My mother was also one to be direct and straightforward. An example of this was a time when my new best friend in grade 7 was visiting me at my home and was wearing makeup. My mother looked right at her and said, Tracy, you look like a tart!” and proceeded to march her into the bathroom and scrub her face. I was of course mortified, but it was many years later that Tracy shared with me that she loved and respected my mother for doing that for her and that she would always be grateful for my mother’s caring and directness with her.

I can liken my mother’s capacity for greatness and kindness and love to that of what a woman goes through when she’s pregnant. When I was pregnant, carrying Rae took a terrible toll on my teeth. All the extra calcium in my body was given to Rae so that my body didn’t have enough left to do for itself. This analogy is much the same way that I look at my mother. The very best in my mother, all her love was given to my sister and me, and then to our daughters, and I feel that near the end, she didn’t have enough love left to do for herself when she needed it most.

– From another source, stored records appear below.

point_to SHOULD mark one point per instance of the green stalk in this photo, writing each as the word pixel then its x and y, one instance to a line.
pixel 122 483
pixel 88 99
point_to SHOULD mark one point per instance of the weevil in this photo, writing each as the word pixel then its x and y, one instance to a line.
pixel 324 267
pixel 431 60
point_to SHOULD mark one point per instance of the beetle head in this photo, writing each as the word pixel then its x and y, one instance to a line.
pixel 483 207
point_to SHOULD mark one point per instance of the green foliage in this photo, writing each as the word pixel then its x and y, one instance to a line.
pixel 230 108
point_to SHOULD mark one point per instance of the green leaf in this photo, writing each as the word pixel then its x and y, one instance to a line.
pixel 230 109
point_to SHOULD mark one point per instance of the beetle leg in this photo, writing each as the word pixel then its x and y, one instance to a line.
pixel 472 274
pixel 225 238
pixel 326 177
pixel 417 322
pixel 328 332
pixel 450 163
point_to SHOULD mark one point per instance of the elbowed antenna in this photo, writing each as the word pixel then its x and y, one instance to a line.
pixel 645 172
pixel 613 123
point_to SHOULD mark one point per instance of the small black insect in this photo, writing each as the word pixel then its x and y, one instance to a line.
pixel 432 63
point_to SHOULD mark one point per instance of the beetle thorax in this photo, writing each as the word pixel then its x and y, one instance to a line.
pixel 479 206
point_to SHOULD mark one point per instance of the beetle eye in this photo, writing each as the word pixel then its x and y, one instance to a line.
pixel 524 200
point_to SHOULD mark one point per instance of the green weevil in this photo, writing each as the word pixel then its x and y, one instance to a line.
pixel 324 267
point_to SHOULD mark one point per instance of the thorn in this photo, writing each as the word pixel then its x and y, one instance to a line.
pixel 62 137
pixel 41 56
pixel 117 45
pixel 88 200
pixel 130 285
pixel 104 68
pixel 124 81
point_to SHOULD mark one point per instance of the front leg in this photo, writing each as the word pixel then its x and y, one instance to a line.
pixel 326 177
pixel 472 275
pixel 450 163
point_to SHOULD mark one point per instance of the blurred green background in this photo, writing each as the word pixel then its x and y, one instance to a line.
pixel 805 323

There is so much I wanted for my mum. I wanted to have the magic hug that would make everything better. I wanted to have her at my home and be a diva, sitting on the back porch, enjoying our garden that she won’t see again. I wanted her to know that it was okay to be frail and need help. I wanted her to know how much her family loved and needed her for more years than she was able to give us. I wanted her to know that we were willing to help her with her pain. I wanted her to know that although she was difficult to like, we all loved her deeply nonetheless. I wanted her to know that we were never laughing at her, but with her.

My closest friend said to me that for all of my mother’s foibles, the best in her is reflected in my sister Debra, my niece Madeleine, my daughter Rae and myself. I need to thank Tanya for that reminder. For here we are, both of her daughters with two beautiful girls of our own. We are happy, healthy, productive, spiritual women and are both enjoying a good life. All that I am, all that we are we owe to our mum. She taught us to have strength in our convictions and to believe in ourselves. That is all that I know about this life and I owe it all to her.

It was painful and frustrating for me to watch my mother steadily decline over the last number of years. I remember saying in frustration to my husband Victor, “I wish my mother would pass on and stop the pain and be at peace.” It was my husband that reminded me that in fact, my greatest wish for my mother was for her to heal herself. And of course, that really was my greatest wish. Not this. Not yet. Not now.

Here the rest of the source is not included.